NMS Benchmarking Framework

August 21, 2020 · View on GitHub

=================================================================================== NMS Benchmarking Framework

CUDA implementation of the algorithm described in the paper:

"Work-Efficient Parallel Non-Maximum Suppression Kernels"

http://dx.doi.org/10.1093/comjnl/bxaa108

The Computer Journal

David Oro, Carles Fernández, Xavier Martorell, Javier Hernando

  • Requirements:

         1. GCC Compiler v5.0 or greater
         2. CUDA Toolkit v6.0 or greater
         3. NVIDIA GPU with Compute Capability 3.2 or greater
    
  • Build instructions:

         1. Set the GPU_ARCH and SM_ARCH variables in the Makefile according to 
            the underlying NVIDIA GPU architecture of your computer.

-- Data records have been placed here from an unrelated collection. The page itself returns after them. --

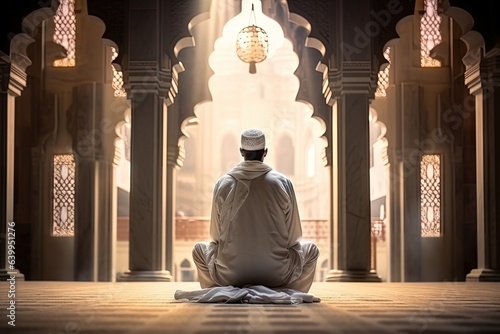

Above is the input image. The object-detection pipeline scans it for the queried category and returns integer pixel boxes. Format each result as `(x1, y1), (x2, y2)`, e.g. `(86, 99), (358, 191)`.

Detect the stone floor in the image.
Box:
(0, 281), (500, 334)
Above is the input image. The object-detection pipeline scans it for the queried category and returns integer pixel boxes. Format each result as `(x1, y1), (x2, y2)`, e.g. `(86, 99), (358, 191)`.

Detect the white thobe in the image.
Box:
(193, 161), (319, 291)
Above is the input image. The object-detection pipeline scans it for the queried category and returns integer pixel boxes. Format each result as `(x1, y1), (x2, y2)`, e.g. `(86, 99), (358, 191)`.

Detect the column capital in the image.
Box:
(124, 61), (179, 105)
(167, 146), (186, 168)
(0, 53), (27, 97)
(465, 55), (500, 95)
(324, 60), (377, 104)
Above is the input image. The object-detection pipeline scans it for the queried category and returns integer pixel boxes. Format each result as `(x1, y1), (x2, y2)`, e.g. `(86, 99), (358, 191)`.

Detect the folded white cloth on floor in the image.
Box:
(174, 285), (320, 304)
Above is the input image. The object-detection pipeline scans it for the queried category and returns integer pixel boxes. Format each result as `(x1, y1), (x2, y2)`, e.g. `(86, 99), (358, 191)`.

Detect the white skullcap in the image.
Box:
(241, 129), (266, 151)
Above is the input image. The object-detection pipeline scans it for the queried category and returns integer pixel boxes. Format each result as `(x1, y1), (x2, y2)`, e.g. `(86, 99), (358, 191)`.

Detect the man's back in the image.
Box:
(211, 171), (301, 286)
(193, 129), (319, 292)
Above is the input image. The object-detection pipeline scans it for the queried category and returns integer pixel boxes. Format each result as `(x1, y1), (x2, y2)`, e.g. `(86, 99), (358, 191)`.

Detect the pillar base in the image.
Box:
(465, 268), (500, 282)
(326, 269), (382, 282)
(0, 269), (24, 282)
(116, 270), (174, 282)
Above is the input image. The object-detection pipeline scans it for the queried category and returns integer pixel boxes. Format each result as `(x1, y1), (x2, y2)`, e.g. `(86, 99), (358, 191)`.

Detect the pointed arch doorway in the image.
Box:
(172, 0), (331, 280)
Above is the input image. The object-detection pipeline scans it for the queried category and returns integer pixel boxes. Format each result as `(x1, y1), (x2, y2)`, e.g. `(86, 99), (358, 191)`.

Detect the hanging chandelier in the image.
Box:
(236, 3), (269, 74)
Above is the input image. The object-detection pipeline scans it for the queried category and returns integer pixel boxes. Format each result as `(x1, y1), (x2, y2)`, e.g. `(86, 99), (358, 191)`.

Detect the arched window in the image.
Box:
(52, 154), (76, 237)
(111, 47), (127, 97)
(420, 154), (441, 237)
(54, 0), (76, 67)
(420, 0), (442, 67)
(275, 135), (295, 176)
(375, 47), (391, 97)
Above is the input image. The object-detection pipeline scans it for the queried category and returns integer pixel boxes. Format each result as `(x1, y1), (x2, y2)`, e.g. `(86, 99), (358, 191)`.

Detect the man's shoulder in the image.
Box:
(266, 170), (291, 183)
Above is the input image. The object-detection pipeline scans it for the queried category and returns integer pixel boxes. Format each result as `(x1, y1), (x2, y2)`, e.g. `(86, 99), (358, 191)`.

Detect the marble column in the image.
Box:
(0, 52), (27, 281)
(465, 56), (500, 282)
(326, 84), (380, 282)
(73, 83), (117, 281)
(120, 1), (175, 281)
(324, 0), (381, 282)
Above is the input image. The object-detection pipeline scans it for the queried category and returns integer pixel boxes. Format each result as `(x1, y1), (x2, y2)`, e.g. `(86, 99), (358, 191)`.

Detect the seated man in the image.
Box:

For further 
            details, please refer to our GitHub Wiki page:
    
                  https://github.com/hertasecurity/gpu-nms/wiki
    
         2. Set your CUDA installation path in the Makefile (CUDA_HEADERS and 
            CUDA_LIBS variables)
    
         3. Compile the source code:   make
    
  • Execution:

         * You can run the GPU NMS benchmark using a comma-separated input file 
           containing the list of detected objects in the following format:
    
                  xcoordinate,ycoordinate,width,score
    
         * We provide a sample input file "detections.txt" obtained after having 
           executed a face detector over the "oscars.png" file.
    
         * The GPU NMS benchmark must be executed as follows:
    
                  ./nmstest  detections.txt  output.txt
    
         * The application should then return the computation time of both the MAP 
           and REDUCE GPU NMS kernels and write the results in the "output.txt" file.
    
         * Finally, you can visualize both the input (pre-NMS) and the output 
           (post-NMS) with the "drawrectangles" Python script. For example:
    
                  ./drawrectangles  detections.txt
    
           Or:
    
                  ./drawrectangles  output.txt
    
           The graphical output is stored in the "oscarsdets.png" file
    
  • IMPORTANT:

         * The source code must be compiled to the microarchitecture matching the 
           GPU platform during execution (check GPU_ARCH and SM_ARCH variables 
           in the Makefile).
    
         * If the NMS algorithm is not capable of properly merging the candidate 
           windows, re-check the GPU_ARCH and SM_ARCH variables and then 
           recompile the code.
    
         * This GPU NMS benchmark is limited to a maximum of 4096 detected 
           objects per input. If you want to increase this limit, please 
           modify the MAX_DETECTIONS constant in the "nms.cu" file.